Calling Modern Combat simply a updated port of Counter-Strike to the PS3 however, would be selling it rather short, as Gameloft have done an admirable job of updating the fundamentals for the Call of Duty generation. Obligatory experience points, and the progression and customisation they entail, will have your character slogging his way through 72 addictive levels of gun-totting awesomeness. Each will unlock some new customisation option to differentiate yourself from the myriad of other testosterone-filled grunts out there, from Kevlar vests to extra grenade types.
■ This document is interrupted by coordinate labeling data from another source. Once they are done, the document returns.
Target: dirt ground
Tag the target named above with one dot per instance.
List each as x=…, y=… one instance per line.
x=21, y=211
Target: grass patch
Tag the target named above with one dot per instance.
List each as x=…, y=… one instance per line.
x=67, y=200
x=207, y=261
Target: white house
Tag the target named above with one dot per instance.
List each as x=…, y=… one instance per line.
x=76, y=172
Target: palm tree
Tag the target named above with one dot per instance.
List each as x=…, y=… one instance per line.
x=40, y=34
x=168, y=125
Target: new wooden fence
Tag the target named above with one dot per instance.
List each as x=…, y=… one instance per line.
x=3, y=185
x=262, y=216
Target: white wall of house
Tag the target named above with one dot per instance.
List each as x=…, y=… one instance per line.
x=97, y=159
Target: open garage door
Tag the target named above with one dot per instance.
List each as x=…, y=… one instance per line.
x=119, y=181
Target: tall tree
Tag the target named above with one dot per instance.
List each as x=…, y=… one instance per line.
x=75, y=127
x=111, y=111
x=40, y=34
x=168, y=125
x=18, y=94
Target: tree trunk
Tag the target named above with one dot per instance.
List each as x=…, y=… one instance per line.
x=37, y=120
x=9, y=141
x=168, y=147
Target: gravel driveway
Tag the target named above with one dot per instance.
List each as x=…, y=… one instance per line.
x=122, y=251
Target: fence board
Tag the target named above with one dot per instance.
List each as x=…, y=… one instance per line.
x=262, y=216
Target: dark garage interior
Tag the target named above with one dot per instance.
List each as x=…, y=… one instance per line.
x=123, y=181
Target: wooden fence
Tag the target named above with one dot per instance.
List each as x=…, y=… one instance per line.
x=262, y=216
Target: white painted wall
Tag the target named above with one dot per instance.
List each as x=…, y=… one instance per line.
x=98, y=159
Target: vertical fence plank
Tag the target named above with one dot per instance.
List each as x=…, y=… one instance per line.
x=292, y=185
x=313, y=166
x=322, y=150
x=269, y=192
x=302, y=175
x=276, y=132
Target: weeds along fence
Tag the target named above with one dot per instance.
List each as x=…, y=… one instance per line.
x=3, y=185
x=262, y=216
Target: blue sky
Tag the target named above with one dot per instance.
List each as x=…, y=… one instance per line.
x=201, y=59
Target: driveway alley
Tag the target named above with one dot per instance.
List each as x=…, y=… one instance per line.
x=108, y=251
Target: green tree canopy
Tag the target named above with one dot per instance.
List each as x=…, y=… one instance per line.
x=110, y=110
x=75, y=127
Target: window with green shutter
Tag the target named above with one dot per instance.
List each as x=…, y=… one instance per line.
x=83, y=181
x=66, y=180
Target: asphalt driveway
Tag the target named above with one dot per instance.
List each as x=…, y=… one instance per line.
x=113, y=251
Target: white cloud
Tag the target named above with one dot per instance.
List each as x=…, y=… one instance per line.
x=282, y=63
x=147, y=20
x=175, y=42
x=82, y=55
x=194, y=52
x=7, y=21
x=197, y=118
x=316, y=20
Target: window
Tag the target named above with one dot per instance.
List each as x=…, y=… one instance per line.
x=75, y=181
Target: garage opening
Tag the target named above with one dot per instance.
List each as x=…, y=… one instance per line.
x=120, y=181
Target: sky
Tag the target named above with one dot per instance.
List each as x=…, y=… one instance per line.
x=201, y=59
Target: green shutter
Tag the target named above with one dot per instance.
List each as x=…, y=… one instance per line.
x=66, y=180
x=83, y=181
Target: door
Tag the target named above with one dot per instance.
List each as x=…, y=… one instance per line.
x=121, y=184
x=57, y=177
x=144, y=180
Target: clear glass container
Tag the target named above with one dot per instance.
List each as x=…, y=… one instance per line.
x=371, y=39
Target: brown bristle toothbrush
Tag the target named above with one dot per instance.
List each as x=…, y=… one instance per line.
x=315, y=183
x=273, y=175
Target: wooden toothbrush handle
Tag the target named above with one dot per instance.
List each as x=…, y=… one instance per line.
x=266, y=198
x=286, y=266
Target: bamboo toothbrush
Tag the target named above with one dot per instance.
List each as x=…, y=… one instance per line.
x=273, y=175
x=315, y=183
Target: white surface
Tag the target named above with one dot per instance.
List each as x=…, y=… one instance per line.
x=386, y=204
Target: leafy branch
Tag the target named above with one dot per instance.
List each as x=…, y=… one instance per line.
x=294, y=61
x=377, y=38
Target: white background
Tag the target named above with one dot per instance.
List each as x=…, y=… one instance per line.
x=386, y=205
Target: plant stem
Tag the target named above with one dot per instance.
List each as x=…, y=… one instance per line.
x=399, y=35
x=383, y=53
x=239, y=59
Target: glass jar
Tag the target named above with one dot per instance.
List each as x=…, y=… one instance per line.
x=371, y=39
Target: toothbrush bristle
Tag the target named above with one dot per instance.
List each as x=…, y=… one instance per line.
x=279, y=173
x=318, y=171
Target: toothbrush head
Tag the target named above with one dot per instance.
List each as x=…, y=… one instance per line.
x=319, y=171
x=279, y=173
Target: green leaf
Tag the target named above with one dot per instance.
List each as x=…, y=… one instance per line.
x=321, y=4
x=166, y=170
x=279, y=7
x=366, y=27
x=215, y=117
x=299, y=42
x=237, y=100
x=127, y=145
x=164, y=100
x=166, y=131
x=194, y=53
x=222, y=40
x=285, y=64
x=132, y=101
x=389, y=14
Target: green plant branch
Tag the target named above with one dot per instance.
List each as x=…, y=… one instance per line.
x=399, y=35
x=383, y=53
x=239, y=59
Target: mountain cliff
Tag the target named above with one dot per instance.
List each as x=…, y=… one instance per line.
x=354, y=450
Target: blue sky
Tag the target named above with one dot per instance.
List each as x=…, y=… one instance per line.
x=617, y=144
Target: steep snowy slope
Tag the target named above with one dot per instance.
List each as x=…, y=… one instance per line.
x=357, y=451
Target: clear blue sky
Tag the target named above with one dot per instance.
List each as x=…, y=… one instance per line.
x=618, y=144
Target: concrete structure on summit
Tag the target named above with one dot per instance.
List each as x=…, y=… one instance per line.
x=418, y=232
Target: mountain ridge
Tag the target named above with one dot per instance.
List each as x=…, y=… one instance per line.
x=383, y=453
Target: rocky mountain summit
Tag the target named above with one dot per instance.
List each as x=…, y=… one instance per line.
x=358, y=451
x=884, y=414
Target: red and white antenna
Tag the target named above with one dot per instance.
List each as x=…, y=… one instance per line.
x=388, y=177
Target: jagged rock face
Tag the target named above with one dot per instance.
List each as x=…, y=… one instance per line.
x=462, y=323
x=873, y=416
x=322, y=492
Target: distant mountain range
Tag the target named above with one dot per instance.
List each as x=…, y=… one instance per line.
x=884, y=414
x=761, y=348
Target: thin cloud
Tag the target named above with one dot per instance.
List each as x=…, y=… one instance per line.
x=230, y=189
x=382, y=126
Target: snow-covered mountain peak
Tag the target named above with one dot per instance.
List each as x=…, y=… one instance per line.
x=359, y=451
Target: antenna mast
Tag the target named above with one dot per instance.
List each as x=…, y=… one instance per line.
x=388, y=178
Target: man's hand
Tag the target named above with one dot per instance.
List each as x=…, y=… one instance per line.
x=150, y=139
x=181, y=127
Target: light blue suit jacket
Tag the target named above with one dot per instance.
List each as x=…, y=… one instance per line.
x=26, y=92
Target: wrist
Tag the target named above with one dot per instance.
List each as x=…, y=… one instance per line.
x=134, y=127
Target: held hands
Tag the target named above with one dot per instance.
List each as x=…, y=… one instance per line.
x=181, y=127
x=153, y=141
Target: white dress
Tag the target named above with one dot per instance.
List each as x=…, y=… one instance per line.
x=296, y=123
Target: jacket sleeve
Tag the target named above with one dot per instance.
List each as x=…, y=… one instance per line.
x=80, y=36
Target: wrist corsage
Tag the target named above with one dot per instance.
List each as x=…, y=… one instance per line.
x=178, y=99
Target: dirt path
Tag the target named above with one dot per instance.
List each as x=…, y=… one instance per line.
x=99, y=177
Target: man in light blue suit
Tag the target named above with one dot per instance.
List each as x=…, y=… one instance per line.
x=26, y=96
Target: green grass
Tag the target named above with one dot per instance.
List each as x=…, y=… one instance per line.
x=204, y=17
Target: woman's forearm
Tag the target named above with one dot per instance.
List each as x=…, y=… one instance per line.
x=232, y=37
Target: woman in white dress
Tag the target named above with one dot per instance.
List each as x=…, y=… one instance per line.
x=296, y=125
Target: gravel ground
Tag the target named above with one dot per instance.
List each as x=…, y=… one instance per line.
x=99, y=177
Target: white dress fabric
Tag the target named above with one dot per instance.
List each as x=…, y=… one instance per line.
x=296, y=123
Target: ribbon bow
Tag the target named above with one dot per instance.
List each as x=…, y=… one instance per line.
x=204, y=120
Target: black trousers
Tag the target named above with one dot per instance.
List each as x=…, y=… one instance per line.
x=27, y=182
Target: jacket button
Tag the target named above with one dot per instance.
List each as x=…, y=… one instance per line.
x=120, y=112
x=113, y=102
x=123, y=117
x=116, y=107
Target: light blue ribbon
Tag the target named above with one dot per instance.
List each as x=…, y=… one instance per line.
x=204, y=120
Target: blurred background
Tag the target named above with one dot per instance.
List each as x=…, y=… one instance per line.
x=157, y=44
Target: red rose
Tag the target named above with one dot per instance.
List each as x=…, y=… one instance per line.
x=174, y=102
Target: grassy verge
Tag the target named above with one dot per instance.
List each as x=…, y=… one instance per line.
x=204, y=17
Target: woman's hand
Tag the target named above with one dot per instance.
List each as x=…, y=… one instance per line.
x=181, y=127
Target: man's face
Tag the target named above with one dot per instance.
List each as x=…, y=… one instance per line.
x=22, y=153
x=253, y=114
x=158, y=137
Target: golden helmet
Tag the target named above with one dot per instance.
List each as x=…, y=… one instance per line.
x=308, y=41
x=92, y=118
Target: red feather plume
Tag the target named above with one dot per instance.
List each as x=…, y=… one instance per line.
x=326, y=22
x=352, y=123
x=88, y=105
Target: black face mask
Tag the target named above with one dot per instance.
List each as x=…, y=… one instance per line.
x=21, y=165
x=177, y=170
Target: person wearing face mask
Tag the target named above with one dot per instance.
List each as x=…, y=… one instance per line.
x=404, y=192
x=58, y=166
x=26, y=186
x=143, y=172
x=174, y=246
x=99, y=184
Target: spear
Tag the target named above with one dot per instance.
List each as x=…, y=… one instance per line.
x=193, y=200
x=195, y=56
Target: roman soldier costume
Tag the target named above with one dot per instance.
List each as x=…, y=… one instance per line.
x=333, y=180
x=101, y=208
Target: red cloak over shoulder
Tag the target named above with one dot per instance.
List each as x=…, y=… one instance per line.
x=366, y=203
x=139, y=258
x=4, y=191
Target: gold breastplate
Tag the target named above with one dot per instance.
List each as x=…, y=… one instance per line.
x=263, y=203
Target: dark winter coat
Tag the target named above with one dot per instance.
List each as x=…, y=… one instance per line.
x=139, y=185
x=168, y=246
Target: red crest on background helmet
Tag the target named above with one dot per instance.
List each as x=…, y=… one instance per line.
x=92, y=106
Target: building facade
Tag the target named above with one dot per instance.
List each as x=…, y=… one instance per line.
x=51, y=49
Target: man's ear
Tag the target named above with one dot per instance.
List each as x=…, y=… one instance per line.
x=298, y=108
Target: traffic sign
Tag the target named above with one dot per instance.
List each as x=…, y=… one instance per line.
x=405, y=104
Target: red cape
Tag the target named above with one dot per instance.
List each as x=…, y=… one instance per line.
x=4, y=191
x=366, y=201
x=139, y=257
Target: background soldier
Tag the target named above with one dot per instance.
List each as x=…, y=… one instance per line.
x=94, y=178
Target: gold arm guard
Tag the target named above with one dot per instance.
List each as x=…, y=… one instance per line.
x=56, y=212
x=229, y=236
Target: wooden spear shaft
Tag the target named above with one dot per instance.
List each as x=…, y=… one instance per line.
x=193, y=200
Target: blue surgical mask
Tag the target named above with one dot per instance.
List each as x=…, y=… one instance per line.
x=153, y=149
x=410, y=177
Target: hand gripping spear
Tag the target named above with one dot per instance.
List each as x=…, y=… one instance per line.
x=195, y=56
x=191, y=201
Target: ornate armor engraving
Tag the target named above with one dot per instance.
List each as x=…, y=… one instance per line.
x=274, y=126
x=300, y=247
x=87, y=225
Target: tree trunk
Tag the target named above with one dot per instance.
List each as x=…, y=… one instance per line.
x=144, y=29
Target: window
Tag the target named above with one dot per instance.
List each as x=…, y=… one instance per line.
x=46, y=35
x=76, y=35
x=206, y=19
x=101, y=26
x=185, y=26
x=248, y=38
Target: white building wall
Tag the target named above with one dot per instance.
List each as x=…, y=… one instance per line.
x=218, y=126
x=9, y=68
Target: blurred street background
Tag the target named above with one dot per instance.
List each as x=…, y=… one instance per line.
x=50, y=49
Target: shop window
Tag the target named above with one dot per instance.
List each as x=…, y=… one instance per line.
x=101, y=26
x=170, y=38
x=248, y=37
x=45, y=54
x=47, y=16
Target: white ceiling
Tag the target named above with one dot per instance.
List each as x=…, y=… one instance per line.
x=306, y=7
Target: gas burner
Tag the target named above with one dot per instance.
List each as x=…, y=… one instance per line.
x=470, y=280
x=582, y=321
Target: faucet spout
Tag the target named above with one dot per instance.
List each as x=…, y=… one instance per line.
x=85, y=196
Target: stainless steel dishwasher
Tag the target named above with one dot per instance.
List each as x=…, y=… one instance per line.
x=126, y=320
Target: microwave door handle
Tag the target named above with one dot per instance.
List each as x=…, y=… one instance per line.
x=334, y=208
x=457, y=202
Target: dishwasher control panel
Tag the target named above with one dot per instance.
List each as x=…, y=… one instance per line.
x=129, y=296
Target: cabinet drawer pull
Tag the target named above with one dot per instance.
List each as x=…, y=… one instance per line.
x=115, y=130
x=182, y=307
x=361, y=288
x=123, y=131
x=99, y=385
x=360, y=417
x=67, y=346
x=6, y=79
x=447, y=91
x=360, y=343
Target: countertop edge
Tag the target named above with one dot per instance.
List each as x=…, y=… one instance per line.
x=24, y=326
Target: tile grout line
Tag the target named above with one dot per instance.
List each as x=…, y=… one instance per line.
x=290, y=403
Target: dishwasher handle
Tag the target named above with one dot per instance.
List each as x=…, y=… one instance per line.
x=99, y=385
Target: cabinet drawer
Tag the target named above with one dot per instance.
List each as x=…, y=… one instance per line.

Obligatory iron-sights are of course crucial to not smacking your virtual self in the face through sheer recoil alone, and the melee attack is mapped to its own button. If Modern Combat’s father is Counter-Strike, then its mother is Call of Duty – an unlikely union, but just like that freaky, unlikely fling with the girl next door, you may yet find out these kinks are worth sticking around for.
Perhaps the bravest departure of all from FPS convention is the reliance on Move – far from a useless gimmick, Sony’s glowing motion-wand provides a serious and viable alternative to our oft-used joy-pads. While I initially balked at the developers’ claim that the Move allowed for aiming that was just as, if not more accurate than a pad, a few rounds later, I was proudly holding my own. Sure, I may have looked like an over-excited thirteen-year-old waving a sex toy around, but with the sensitivity cranked up and some precise waggling, it proved to be a perfectly defensible way of playing the game. How that might hold up in competitive play is anybody’s guess, but I came out of our preview session holding my head high – for such an otherwise hardcore title, it’s a pleasant surprise.
From what I’ve seen so far, Modern Combat is full of those surprises. In a hardcore, tactical shooter aimed at the CoD obsessed masses, it looks like GameLoft is set to beautifully combine those two worlds, bring chaotic deathmatches and long-term progression and unlocks that’ll appeal to anybody who’s ever fought an online FPS. It also appears to offer smarter and tactical, team-based strategy that’s bound to lure over those hardcore gamers who find CODBlOps too common for their sophisticated tastes. The true test will be balancing the two sides of the coin: tactical play will be all but ruined if certain unlock combinations lead to any serious unbalances, and, even in a budget title like this, the legendary casual gamer-base will be expecting a serious amount of content. If Gameloft can walk that line, while keeping Modern Combat accessible to all at this price point, they may have a winner on their hands.